Five Supreme Court Justices — including good ole Swing Vote Sweet Chariot, Anthony Kennedy — questioned whether the Defense of Marriage Act was indeed constitutional today during the landmark Windsor v. United States case.
Two lower courts have already ruled the Defense of Marriage Act, which bars same-sex couples from receiving over 1,000 federally-regulated benefits, unconstitutional.
Back in February 2011, the Obama administration also deemed the law unconstitutional and officially stopped defending it in court. The administration, however, continues to enforce DOMA, effectively placing it on both sides of the battle.
Paul D. Clement, who is defending DOMA for the House of Republicans seeing that the White House has backed out, argued that when lawmakers originally passed the law in 1996, they were concerned about the “redefinition of an age-old institution.”
Justice Kennedy disagreed with the lawyer’s assertion that DOMA simply creates a single definition of marriage for federal purposes, noting that it was “not really uniformity” since same-sex couples are denied access to federal benefits that traditional couples have.
“There are two kinds of marriage,” said Justice Ruth Bader Ginsburg, who argued that the federal law created a two-tiered system of marriage. “Full marriage and the skim milk marriage.”
Edith “Edie” Windsor, her attorneys argued, was unfairly forced to pay more than $363,000 in federal estate taxes after the death of her spouse, Thea Spyer, as the IRS did not recognize Windsor as a surviving spouse under DOMA. Windsor’s attorney claimed this was in violation of the equal protection principles guaranteed by the U.S. Constitution.

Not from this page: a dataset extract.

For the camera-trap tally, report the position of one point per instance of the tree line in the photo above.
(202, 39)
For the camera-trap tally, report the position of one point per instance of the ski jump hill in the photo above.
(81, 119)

“Thea and I were legally married. We loved and cared for each other for over 40 years. We deserve to be treated equally by our country, and not like second-class citizens,” Windsor, 83, said. “While Thea obviously can’t be here today, I know how proud she would be to see how far we have come for us to be standing on the steps of the Supreme Court asking for fair treatment of our marriage.”
If the Supreme Court strikes down the challenged part of DOMA, married same-sex couples in the nine states (and the District of Columbia) where same-sex marriage is legal would start to receive federal benefits.
The part of the law that says states don’t need to recognize same-sex marriages from other states is not before the court. That question would potentially be settled by the Prop 8 case heard yesterday.
In both cases, Justice Kennedy is faced with two of his primary concerns: gay rights and states’ rights. Whereas in the Prop 8 case there’s a larger question over the validity of the case, many observers feel that Kennedy will vote to strike down DOMA.